Corriere della Sera 15/01/15
Antonio Polito
È comprensibile l’ostilità che si
riversa anche in queste ore contro Napolitano da parte dei
propagandisti dell’antipolitica; cioè di tutti coloro i quali
hanno sperato che la crisi economica, morale e politica dell’Italia
sfociasse in un collasso del sistema istituzionale, per sostituirlo
con qualcos’altro. Un’ondata così forte di rabbia e disprezzo
per i partiti e il Parlamento in Italia non si vedeva da tempo.

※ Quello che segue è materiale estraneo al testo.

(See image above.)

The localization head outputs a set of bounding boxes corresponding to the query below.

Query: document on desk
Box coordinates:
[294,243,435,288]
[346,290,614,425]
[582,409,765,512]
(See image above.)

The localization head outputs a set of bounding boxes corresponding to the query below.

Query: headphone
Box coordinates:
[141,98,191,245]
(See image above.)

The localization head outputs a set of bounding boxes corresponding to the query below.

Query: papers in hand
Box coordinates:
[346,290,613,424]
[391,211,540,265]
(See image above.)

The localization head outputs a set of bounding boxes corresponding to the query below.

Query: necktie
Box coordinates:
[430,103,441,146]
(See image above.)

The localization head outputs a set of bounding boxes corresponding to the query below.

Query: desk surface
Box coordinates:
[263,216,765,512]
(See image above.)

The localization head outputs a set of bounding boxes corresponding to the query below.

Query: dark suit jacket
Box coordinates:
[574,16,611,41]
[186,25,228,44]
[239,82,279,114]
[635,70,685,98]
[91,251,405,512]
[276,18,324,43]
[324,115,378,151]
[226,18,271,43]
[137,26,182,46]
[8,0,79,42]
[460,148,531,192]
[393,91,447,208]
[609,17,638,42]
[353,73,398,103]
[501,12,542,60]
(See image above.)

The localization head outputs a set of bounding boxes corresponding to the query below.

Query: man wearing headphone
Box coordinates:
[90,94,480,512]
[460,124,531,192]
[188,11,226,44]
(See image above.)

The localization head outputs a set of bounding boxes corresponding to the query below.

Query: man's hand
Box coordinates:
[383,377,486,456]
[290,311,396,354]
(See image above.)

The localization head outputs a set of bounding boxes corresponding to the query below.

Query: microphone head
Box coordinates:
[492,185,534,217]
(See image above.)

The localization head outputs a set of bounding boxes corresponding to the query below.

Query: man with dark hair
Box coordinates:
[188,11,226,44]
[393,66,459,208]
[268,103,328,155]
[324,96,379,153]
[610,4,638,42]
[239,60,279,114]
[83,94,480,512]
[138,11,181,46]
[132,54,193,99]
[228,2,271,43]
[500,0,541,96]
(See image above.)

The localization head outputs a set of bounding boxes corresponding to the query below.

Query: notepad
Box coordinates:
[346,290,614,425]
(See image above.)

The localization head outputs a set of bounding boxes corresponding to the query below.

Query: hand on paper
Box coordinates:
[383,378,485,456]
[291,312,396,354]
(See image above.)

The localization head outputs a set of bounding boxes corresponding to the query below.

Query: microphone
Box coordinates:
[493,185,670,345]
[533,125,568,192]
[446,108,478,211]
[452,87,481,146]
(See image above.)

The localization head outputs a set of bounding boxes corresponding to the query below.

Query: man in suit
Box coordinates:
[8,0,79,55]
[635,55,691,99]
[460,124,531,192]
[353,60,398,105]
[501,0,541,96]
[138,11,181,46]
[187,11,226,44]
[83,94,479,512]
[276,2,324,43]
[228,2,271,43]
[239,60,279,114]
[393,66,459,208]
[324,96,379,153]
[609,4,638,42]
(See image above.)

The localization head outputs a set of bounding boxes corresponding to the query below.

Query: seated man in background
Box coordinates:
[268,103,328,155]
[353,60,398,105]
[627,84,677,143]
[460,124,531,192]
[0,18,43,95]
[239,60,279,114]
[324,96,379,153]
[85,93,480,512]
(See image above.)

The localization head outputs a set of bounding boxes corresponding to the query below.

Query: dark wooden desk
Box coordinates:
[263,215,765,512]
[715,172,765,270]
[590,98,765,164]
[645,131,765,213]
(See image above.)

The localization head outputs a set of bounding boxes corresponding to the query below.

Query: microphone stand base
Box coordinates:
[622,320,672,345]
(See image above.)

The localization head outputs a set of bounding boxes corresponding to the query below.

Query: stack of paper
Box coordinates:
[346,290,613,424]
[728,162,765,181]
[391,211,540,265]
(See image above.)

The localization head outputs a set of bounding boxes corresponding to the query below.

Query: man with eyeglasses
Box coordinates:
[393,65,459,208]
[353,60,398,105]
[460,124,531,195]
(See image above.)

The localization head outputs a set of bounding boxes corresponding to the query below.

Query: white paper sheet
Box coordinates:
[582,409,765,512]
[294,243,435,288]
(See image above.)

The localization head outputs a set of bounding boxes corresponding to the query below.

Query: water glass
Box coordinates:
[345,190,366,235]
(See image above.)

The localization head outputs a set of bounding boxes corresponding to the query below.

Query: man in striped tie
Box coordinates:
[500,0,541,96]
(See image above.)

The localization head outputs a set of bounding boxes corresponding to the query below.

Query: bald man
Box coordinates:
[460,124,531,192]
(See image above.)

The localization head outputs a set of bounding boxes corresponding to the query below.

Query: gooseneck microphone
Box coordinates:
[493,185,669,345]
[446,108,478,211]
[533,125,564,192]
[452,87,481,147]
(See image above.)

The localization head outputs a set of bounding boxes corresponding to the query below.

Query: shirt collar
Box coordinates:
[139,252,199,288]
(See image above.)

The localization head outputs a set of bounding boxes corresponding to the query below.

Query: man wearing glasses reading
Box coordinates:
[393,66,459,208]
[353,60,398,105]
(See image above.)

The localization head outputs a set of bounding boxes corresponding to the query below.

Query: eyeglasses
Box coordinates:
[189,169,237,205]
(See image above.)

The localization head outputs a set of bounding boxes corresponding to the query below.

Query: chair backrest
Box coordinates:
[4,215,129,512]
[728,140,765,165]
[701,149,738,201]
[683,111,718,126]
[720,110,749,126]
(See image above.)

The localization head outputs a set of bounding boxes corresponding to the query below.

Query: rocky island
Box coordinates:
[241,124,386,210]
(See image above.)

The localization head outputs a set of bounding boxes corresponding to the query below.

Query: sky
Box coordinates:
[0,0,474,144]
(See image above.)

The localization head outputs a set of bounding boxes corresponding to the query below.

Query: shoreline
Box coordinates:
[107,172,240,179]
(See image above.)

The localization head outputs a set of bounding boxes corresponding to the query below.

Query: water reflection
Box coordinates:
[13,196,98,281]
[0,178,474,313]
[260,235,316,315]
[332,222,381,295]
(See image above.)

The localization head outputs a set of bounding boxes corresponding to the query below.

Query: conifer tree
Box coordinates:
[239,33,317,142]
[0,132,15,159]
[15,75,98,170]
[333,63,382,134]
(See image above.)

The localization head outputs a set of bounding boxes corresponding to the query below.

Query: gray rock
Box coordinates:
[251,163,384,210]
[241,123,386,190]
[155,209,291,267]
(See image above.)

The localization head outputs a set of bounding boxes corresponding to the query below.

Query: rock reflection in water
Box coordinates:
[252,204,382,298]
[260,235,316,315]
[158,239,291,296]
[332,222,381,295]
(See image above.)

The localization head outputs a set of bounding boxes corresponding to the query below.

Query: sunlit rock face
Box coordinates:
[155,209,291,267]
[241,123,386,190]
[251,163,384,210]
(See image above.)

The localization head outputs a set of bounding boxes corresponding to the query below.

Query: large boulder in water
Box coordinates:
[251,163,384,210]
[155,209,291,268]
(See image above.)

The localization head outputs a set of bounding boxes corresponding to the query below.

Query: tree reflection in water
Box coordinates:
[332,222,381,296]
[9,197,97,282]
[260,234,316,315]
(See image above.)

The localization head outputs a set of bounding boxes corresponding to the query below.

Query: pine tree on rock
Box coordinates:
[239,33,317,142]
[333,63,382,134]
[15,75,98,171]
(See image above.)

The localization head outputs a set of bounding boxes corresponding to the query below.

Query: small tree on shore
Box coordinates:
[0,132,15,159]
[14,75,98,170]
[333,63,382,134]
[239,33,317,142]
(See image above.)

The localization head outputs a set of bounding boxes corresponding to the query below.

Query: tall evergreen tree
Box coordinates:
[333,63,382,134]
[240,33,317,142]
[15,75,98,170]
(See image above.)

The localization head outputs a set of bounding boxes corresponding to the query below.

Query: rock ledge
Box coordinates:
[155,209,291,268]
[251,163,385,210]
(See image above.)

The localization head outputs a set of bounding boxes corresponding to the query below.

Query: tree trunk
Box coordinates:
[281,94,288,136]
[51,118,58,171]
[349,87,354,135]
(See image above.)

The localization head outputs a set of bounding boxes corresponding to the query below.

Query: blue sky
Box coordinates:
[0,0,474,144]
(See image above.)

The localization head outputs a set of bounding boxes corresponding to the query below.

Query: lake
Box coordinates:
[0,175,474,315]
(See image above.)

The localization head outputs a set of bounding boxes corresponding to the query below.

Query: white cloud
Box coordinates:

Napolitano l’ha affrontata di petto, senza indulgenze, con
severità. Nella convinzione che l’unico modo di domarla fosse il
rinnovamento delle istituzioni democratiche. Da questo punto di vista
è stato il più formidabile nemico degli agitatori. Si spiegano
dunque l’astio e la collera con cui ne salutano l’addio.
Meno
comprensibile è l’ostilità che gli proviene da Berlusconi e dagli
ambienti a lui vicini. Napolitano infatti, proprio per fronteggiare
il rischio di collasso del sistema politico, ha avuto come stella
polare della sua azione la stabilità di governo. Il che, in tutte le
crisi politiche che si è trovato a gestire, lo ha portato sempre a
favorire soluzioni che tenessero il centrodestra di Berlusconi dentro
l’area di governo, o comunque agganciato. Al punto di irritare
spesso gli oppositori dell’ex Cavaliere.
Nel 2010, quando
Fini spaccò la maggioranza di centrodestra, Napolitano si adoperò
affinché la discussione della mozione di sfiducia a Berlusconi fosse
posticipata a dopo la legge di Stabilità. Questo diede un mese di
tempo al premier, che lo usò per conquistare e trasferire voti in
Parlamento, e gli consentì di ribaltare a sorpresa il risultato e
restare in sella.
Nel terribile autunno del 2011, quando il
governo Berlusconi cadde al pari di tutti i governi dei Paesi
travolti dalla crisi dei debiti sovrani, Napolitano non sciolse le
Camere, indicendo elezioni che in quel momento avrebbe sicuramente
vinto il centrosinistra guidato da Bersani, ma puntò sul governo
Monti per uscire dalla emergenza finanziaria. Berlusconi gradì
questa soluzione al punto che diede la fiducia al nuovo esecutivo, e
per mesi lo sostenne; non a caso fu lui a proporre prima e a votare
poi il bis di Napolitano.
All’indomani delle ultime elezioni,
il presidente negò a Bersani la possibilità di dar vita a un
governo senza maggioranza parlamentare e incaricò invece Letta alla
guida di un esecutivo che comprendesse Berlusconi. E quando Renzi
arrivò sulla scena, Napolitano diede via libera al suo tentativo,
che consisteva nel riportare nel gioco politico Berlusconi con il
patto del Nazareno, nonostante nel frattempo fosse stato condannato
per frode fiscale e decaduto dal Senato, e per questo avesse rotto
con la maggioranza e con Alfano.
Tutte queste scelte, peraltro
pubblicamente motivate, ovviamente sono suscettibili di critiche; ma
certo non per essere state di pregiudizio al centrodestra. I cui
problemi politici di oggi hanno ben altre spiegazioni e radici.